19 I referred to the credit to which the defendant would be entitled to reflect the plaintiff's probable expenditure on housing and accommodation if he were not injured. That is a sum which would be calculated by reference to his lifetime. I am presently dealing only with the period between now and the trial and it is accordingly inappropriate to allow the whole of that sum. That being the principle, however, one must accept that there might be in respect of this head of damage a significant overpayment. Bearing in mind that judgment will be for a global sum and that past and future economic loss, together with general damages and future care, will need to be reflected in it I consider that even so I should not make more than a relatively slight allowance in the defendant's favour. Doing the best I can I deduct the sum of $30,000. To do otherwise may have the ironic effect of providing a sum designed to permit appropriate accommodation for the plaintiff and yet insufficient having regard to his apparent means to permit this to be done. I consider that the interim character of the present proceedings justifies a somewhat rough and ready approach to the calculation of an appropriate sum under section 76E.

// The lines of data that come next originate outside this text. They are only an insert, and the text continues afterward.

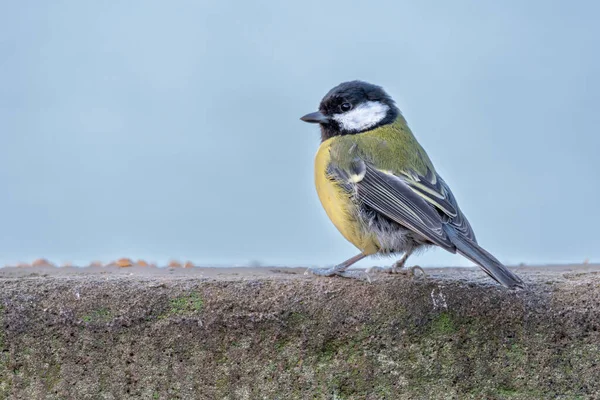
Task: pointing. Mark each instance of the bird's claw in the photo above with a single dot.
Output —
(352, 274)
(394, 269)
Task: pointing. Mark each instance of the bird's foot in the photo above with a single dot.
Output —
(353, 274)
(395, 269)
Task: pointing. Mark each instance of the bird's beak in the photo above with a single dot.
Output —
(316, 118)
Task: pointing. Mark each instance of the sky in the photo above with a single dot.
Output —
(170, 130)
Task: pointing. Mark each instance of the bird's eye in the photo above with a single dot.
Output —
(346, 107)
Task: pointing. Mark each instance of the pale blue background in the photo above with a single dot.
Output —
(166, 130)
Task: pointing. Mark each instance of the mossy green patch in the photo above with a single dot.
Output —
(187, 304)
(443, 324)
(98, 316)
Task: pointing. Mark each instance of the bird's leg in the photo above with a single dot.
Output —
(340, 269)
(398, 266)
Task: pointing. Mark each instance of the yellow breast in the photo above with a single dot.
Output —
(338, 205)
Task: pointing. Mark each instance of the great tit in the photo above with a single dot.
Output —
(379, 187)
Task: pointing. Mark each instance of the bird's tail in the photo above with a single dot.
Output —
(494, 268)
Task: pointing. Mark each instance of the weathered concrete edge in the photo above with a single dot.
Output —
(284, 335)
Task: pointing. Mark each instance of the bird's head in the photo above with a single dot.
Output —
(353, 107)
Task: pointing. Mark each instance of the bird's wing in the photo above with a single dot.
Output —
(436, 192)
(393, 197)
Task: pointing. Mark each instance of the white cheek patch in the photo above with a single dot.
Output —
(365, 116)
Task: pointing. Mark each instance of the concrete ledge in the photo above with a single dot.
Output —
(108, 333)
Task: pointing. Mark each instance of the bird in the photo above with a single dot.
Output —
(380, 189)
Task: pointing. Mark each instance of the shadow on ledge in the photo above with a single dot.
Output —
(265, 333)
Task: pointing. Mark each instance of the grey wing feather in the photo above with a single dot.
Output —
(392, 197)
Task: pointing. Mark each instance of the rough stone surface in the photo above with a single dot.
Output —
(265, 333)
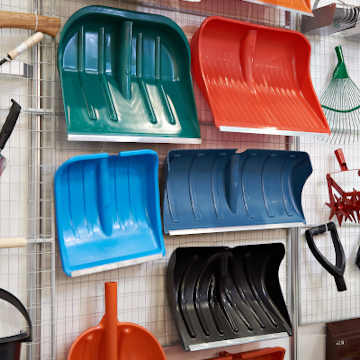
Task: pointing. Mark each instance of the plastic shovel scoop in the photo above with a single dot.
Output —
(113, 340)
(299, 6)
(256, 79)
(276, 353)
(125, 77)
(7, 129)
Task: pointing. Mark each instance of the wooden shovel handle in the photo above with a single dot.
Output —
(45, 24)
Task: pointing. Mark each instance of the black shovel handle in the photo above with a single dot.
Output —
(13, 300)
(10, 123)
(337, 270)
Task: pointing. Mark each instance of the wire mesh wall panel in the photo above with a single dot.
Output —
(26, 185)
(141, 289)
(319, 299)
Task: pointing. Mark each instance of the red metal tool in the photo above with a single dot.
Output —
(344, 204)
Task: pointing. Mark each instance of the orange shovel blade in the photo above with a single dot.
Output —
(301, 6)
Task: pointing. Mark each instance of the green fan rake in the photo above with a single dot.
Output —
(341, 105)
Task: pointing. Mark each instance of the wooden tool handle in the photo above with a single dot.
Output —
(45, 24)
(12, 242)
(27, 44)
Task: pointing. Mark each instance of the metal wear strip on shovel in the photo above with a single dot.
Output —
(221, 190)
(344, 204)
(7, 130)
(220, 295)
(108, 211)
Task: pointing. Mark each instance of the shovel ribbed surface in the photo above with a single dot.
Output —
(107, 211)
(256, 79)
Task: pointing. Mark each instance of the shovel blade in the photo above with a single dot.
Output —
(2, 164)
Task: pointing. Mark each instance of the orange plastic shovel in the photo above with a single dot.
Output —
(113, 340)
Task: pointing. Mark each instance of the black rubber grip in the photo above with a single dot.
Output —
(337, 270)
(13, 300)
(10, 123)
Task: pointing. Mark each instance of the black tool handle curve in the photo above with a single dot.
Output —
(337, 270)
(13, 300)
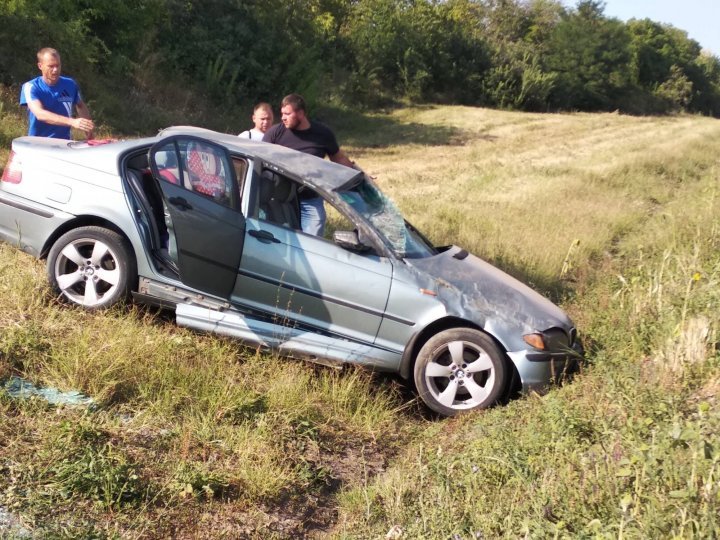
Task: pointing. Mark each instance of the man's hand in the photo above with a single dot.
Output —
(84, 124)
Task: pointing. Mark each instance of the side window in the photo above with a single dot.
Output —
(241, 168)
(207, 172)
(336, 221)
(199, 167)
(278, 200)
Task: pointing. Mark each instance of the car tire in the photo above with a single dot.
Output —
(92, 267)
(459, 369)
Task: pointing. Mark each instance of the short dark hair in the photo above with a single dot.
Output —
(262, 106)
(296, 101)
(47, 50)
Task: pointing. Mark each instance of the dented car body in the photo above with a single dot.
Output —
(207, 224)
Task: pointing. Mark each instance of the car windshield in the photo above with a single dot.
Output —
(381, 212)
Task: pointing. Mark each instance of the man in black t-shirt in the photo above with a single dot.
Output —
(298, 132)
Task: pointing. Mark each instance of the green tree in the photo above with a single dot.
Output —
(590, 54)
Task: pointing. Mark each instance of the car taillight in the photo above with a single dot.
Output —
(13, 170)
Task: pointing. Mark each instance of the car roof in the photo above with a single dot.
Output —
(316, 172)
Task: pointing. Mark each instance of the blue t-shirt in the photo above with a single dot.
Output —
(59, 98)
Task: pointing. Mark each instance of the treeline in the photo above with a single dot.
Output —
(533, 55)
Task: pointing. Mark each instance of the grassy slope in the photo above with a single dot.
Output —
(614, 217)
(630, 449)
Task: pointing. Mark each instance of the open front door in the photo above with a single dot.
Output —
(202, 211)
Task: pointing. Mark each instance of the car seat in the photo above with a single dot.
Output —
(205, 168)
(278, 200)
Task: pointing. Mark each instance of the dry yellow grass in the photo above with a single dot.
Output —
(523, 188)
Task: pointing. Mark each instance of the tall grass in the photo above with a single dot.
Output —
(629, 449)
(194, 436)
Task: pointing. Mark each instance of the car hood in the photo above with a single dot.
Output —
(475, 290)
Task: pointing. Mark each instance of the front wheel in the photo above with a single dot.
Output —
(92, 267)
(459, 369)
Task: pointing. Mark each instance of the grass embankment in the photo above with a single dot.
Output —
(614, 217)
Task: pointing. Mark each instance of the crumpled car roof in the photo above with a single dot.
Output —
(311, 170)
(316, 172)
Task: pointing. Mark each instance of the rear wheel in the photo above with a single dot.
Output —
(458, 370)
(92, 267)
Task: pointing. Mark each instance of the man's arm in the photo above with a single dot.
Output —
(81, 123)
(84, 113)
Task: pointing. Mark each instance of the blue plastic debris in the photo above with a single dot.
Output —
(10, 525)
(19, 388)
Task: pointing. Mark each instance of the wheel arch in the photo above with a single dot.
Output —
(82, 221)
(416, 343)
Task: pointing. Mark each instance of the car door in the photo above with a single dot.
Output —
(307, 281)
(202, 210)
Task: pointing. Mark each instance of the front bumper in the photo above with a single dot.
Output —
(538, 370)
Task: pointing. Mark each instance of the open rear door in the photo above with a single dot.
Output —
(202, 211)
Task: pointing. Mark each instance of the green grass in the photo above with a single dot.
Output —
(195, 436)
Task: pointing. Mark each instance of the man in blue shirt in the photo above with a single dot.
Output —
(50, 99)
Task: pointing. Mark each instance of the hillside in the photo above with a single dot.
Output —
(613, 217)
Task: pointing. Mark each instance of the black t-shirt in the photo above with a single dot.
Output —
(318, 140)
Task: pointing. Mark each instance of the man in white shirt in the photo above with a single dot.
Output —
(262, 118)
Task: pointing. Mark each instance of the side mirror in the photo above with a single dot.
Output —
(349, 240)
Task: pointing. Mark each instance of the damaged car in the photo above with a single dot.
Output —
(208, 225)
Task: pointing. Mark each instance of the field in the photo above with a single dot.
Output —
(613, 217)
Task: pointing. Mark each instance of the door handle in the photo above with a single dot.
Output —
(264, 236)
(180, 203)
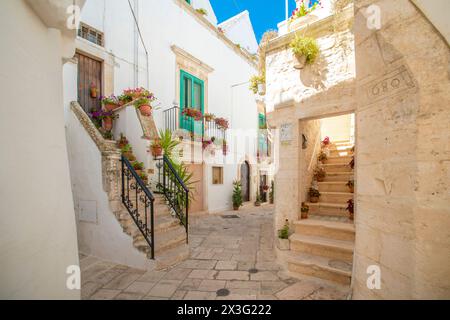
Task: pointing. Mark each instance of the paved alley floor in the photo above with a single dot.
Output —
(231, 251)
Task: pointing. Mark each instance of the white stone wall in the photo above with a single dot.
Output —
(38, 239)
(403, 116)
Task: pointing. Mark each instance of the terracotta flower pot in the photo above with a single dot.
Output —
(146, 110)
(107, 124)
(111, 107)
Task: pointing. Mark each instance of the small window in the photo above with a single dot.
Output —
(90, 34)
(217, 175)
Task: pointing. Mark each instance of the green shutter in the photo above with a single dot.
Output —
(191, 96)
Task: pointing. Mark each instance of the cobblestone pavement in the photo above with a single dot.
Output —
(224, 255)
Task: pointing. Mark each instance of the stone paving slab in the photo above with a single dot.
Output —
(223, 252)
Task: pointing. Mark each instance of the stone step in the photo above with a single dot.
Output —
(323, 247)
(172, 257)
(336, 197)
(337, 159)
(341, 153)
(320, 267)
(328, 209)
(342, 167)
(326, 229)
(333, 186)
(338, 176)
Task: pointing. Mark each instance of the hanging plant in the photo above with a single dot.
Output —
(305, 49)
(222, 123)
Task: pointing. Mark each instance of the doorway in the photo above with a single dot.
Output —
(89, 82)
(245, 181)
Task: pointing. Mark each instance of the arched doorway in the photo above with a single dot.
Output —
(245, 181)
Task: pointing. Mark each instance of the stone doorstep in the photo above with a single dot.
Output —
(318, 267)
(328, 229)
(335, 197)
(330, 248)
(328, 209)
(333, 186)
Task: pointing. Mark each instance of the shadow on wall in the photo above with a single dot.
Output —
(315, 75)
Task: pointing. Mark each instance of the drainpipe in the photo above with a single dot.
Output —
(137, 36)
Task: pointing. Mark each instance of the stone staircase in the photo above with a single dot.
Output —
(170, 235)
(322, 245)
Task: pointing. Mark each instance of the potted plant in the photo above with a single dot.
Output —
(156, 148)
(123, 141)
(351, 185)
(138, 167)
(305, 49)
(110, 103)
(314, 195)
(272, 193)
(209, 117)
(143, 104)
(258, 200)
(237, 195)
(320, 174)
(258, 84)
(127, 151)
(350, 209)
(224, 147)
(304, 211)
(323, 157)
(222, 123)
(283, 237)
(93, 90)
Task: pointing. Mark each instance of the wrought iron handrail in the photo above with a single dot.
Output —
(142, 216)
(174, 190)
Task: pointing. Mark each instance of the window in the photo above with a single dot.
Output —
(90, 34)
(217, 175)
(191, 96)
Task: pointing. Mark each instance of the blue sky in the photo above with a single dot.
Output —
(265, 14)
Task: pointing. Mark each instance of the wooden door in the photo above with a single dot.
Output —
(89, 75)
(245, 181)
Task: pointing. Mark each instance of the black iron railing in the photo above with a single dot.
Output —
(175, 191)
(139, 201)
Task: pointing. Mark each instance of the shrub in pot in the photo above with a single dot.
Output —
(314, 195)
(143, 104)
(323, 157)
(156, 148)
(305, 49)
(237, 195)
(304, 211)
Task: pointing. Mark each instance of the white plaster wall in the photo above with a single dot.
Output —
(337, 128)
(38, 231)
(183, 30)
(103, 238)
(241, 31)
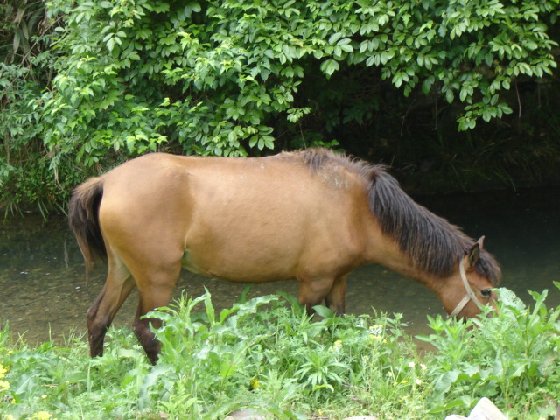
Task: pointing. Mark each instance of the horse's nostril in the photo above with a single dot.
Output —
(486, 293)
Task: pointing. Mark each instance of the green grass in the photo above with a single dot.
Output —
(266, 354)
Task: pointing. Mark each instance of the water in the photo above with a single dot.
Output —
(43, 291)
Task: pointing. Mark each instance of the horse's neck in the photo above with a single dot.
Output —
(385, 251)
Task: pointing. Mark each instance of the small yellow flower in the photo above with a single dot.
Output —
(254, 383)
(3, 371)
(42, 415)
(376, 329)
(4, 385)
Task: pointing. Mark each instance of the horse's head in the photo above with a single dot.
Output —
(471, 285)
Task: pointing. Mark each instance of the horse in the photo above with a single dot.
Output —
(311, 215)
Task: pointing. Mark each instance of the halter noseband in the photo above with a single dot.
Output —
(470, 293)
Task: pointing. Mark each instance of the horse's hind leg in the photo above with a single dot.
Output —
(155, 290)
(100, 315)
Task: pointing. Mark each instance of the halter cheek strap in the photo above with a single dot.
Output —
(470, 293)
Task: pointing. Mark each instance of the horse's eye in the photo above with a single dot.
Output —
(486, 292)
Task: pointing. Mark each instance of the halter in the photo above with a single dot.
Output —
(470, 293)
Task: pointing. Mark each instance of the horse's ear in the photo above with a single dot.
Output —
(481, 241)
(473, 254)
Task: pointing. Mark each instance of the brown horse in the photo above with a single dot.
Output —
(309, 215)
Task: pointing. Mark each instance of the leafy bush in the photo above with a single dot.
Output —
(513, 359)
(221, 77)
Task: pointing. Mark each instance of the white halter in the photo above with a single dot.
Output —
(470, 293)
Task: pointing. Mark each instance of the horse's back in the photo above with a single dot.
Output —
(241, 219)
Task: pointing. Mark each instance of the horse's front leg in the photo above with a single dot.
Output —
(313, 291)
(336, 298)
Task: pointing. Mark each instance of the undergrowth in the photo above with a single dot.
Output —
(267, 354)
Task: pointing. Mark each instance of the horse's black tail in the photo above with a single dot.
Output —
(83, 218)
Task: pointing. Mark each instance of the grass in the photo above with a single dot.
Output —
(266, 354)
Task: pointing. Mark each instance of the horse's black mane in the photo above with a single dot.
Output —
(433, 244)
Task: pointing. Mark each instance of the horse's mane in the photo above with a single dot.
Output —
(432, 243)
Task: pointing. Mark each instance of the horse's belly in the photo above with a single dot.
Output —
(238, 268)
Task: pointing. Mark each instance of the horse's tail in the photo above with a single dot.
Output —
(83, 218)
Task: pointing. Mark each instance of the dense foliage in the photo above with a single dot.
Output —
(268, 356)
(88, 83)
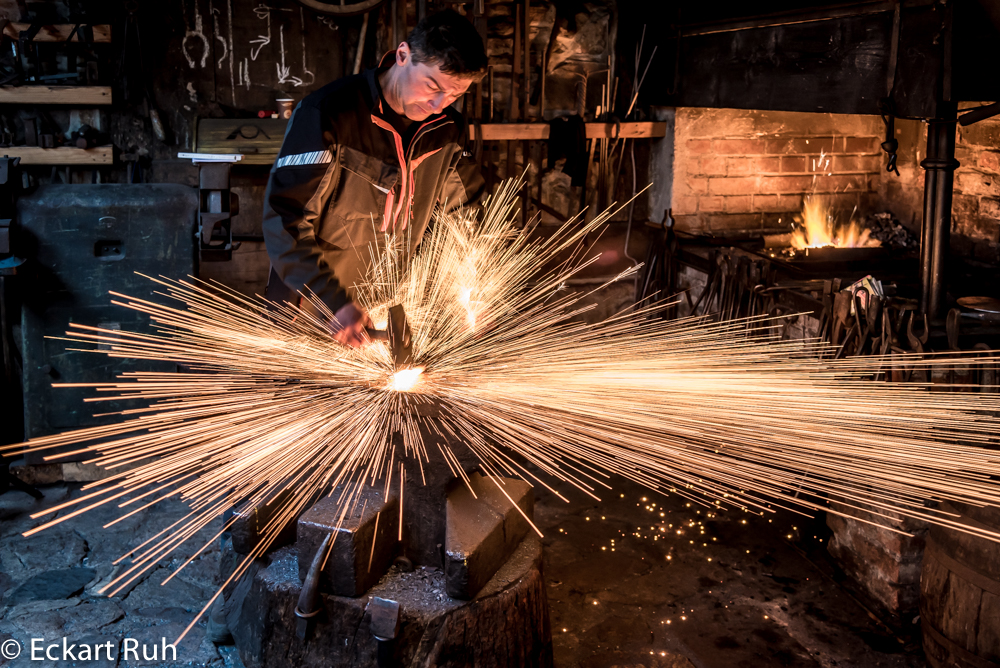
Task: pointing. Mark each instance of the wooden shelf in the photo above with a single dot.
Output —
(58, 32)
(78, 96)
(64, 155)
(537, 131)
(258, 139)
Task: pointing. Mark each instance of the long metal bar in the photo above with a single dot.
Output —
(796, 16)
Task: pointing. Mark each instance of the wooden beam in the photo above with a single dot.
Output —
(78, 96)
(536, 131)
(64, 155)
(58, 32)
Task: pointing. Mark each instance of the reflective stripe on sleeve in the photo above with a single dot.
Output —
(313, 158)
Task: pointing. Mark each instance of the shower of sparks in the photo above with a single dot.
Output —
(725, 414)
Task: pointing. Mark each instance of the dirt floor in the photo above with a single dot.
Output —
(636, 580)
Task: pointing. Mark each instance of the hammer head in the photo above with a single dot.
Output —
(400, 342)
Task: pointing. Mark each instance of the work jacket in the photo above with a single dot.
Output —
(343, 180)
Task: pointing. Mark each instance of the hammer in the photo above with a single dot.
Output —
(397, 334)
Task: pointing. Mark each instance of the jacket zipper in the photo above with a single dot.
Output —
(407, 181)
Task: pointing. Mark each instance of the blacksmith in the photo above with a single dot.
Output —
(367, 155)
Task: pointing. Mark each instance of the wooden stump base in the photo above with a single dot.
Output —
(507, 624)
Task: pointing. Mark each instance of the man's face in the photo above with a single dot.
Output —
(425, 90)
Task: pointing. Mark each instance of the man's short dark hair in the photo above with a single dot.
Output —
(447, 39)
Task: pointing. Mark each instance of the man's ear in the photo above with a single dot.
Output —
(402, 53)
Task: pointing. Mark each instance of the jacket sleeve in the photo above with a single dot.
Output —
(300, 183)
(464, 183)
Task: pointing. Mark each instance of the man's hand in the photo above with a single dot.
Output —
(349, 325)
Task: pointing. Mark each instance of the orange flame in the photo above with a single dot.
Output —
(819, 229)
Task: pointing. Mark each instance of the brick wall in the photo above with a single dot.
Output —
(738, 170)
(884, 564)
(976, 204)
(976, 209)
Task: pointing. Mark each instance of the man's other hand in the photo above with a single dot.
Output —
(349, 325)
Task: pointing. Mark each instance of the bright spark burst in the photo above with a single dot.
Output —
(405, 380)
(724, 414)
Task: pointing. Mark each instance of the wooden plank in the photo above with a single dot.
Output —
(58, 32)
(79, 96)
(536, 131)
(64, 155)
(636, 130)
(258, 139)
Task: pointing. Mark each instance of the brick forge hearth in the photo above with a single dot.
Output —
(883, 565)
(739, 173)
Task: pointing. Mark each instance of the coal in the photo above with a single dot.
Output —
(890, 232)
(53, 585)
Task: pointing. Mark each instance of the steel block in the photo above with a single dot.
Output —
(359, 555)
(483, 530)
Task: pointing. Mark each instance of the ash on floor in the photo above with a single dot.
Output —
(625, 588)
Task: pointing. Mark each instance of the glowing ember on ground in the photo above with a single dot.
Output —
(819, 229)
(405, 379)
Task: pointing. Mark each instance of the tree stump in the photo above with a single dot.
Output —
(506, 624)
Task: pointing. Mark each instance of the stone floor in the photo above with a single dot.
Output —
(625, 588)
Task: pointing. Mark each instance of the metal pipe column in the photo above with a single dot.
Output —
(935, 232)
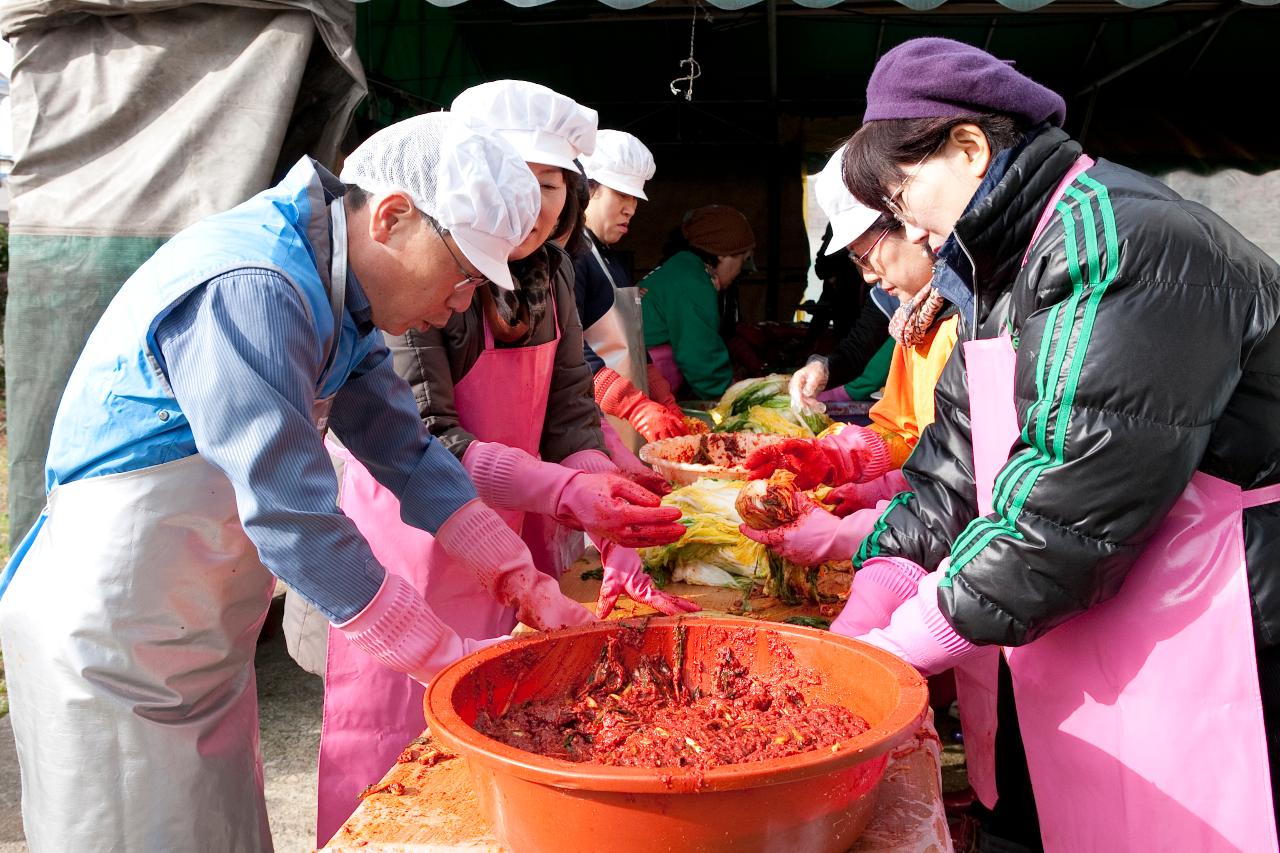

20 It is not controversial that the plaintiff's loss of earnings from 13 August 1999 to 12 February 2001 is $43,680. The defendant submits that a net sum representing this amount, less the workers' compensation presently being paid, is the material amount. However, I am persuaded by Mr Neil SC, for the plaintiff, that the appropriate calculation is to give the full amount and specify the dates to enable appropriate abatement to be made of the workers' compensation sums paid for loss of income. The basis for this is clear. Even if this be a mistaken view appropriate adjustment can be made at the hearing. Accordingly, I order the first defendant to pay to the plaintiff part of the damages sought to be recovered in the proceedings, the sum of $1,078,680. I regard this sum as being a reasonable proportion of the damages which are likely to be recovered by the plaintiff in the action.
21 The extent of any contributory negligence or cognate allowance is uncertain at this stage. I am of the view, however, that it would not be of such an extent as should affect the amount which I order to be paid at this time.
22 I will reserve the question of costs in relation to both defendants.
23 I make clear that the present orders ought not to preclude the first defendant taking such action as it may be advised in respect of any contribution from the second defendant.
24 I grant a stay to the first defendant of 28 days subject to the payment within 14 days to the Protective Commissioner of $350,000 on the plaintiff's behalf.